Jorge
Altamira (dirigente do Partido Obrero da Argentina)
A
crise mundial que se iniciou em 2007 não esgotou seus efeitos, e nem
desenvolveu ainda todas suas conclusões e possibilidades históricas.
Um de seus traços distintivos foi o que teve lugar quando havia
transcorrido uma década e meia da abertura ao mercado mundial das
economias de Estados poderosos como a Rússia e a China. Essa
abertura (uma verdadeira válvula de segurança para o capitalismo),
desatou, ao mesmo tempo, tendências anarquizantes do capitalismo com
uma intensidade sem paralelo. O estouro da crise asiática e russa em
1997, e a mundial dez anos mais tarde, forçou a intervenção do
Estado na China e na Rússia, e a aparição de governos
bonapartistas que arbitram com o capital internacional. Foram as
primeiras manifestações do antagonismo que aflora na atualidade, em
particular entre os Estados Unidos e a China. Nesse processo ficou
sepultada a ilusão de uma transição "pacifica" entre as
economias estatizadas e dirigidas e a economia capitalista mundial em
seu conjunto.
NACIONALISMO
A
força que tem obtido as tendências nacionalistas na Europa, como o
Brexit, e a vitória de Trump, obedece ao fracasso das tentativas de
reativação econômica, principalmente dos Estados Unidos e da UE,
por meio dos resgates estatais aos bancos. São a expressão do
esgotamento de uma etapa política. O resgate que foi melhor
sucedido, o norte-americano, não recuperou a taxa de crescimento
potencial do PIB, ou seja a taxa de crescimento da produtividade, nem
a de investimento, e muito menos ainda a dos salários (a demanda do
consumo final). A extraordinária valorização das empresas
tecnológicas nas bolsas responde a uma expectativa de lucros que não
tem passado pela prova do mercado. A enorme acumulação de capital
efetivo nessas empresas traduz, pelo contrário, a ausência de uma
rentabilidade adequada que justifique investimentos significativos. A
expansão da exploração não convencional de petróleo tem sido
subsidiada por uma taxa de juros artificialmente baixa.
É o que
esquece Trump, para sua conveniência, quando denuncia os subsídios
ocultos que provem o Estado chinês a seus capitais.Em seu conjunto,
a economia norte-americana registra um enorme crescimento do
endividamento nacional (Estado federal, estados, municípios, bancos,
empresas, famílias). É uma economia potencialmente em quebra, que
se sustenta pela capacidade de emissão da principal divisa
internacional: o dólar. Por outro lado, a "pedra preciosa"

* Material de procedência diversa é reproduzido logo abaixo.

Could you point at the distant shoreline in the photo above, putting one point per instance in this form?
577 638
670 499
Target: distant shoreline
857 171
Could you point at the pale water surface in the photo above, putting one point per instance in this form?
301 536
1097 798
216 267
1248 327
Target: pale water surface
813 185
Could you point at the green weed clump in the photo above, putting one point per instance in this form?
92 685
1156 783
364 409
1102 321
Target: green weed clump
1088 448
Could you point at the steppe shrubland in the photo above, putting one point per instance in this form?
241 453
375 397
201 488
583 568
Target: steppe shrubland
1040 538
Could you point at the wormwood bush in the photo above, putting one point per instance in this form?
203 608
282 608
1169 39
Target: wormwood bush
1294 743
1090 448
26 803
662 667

da globalização, a City de Londres, enfrentava, no momento do
Brexit, um deficit internacional de pagamentos de quase 1 trilhão de
dólares, assim como a sobrevalorização da libra e um colapso
industrial (por exemplo, a siderúrgica Tata).
A
reação nacionalista, é importante se advertir, não tem um caráter
uniforme: é ofensiva nos Estados Unidos e defensiva na União
Europeia, e ainda mais nos casos dos países periféricos. O que tem
em comum é sua condição de reação política preventiva frente às
manifestações da crise política. As condições de existência das
massas deterioraram-se fortemente no curso da crise. A crise mundial
tem acentuado o antagonismo das massas com os governos habituais, no
marco do sistema democrático. As agências de risco internacionais
tem incorporado o "risco político" na avaliação das
companhias e dos Estados.
A
base social dessa reação nacionalista (nacionalismo reacionário)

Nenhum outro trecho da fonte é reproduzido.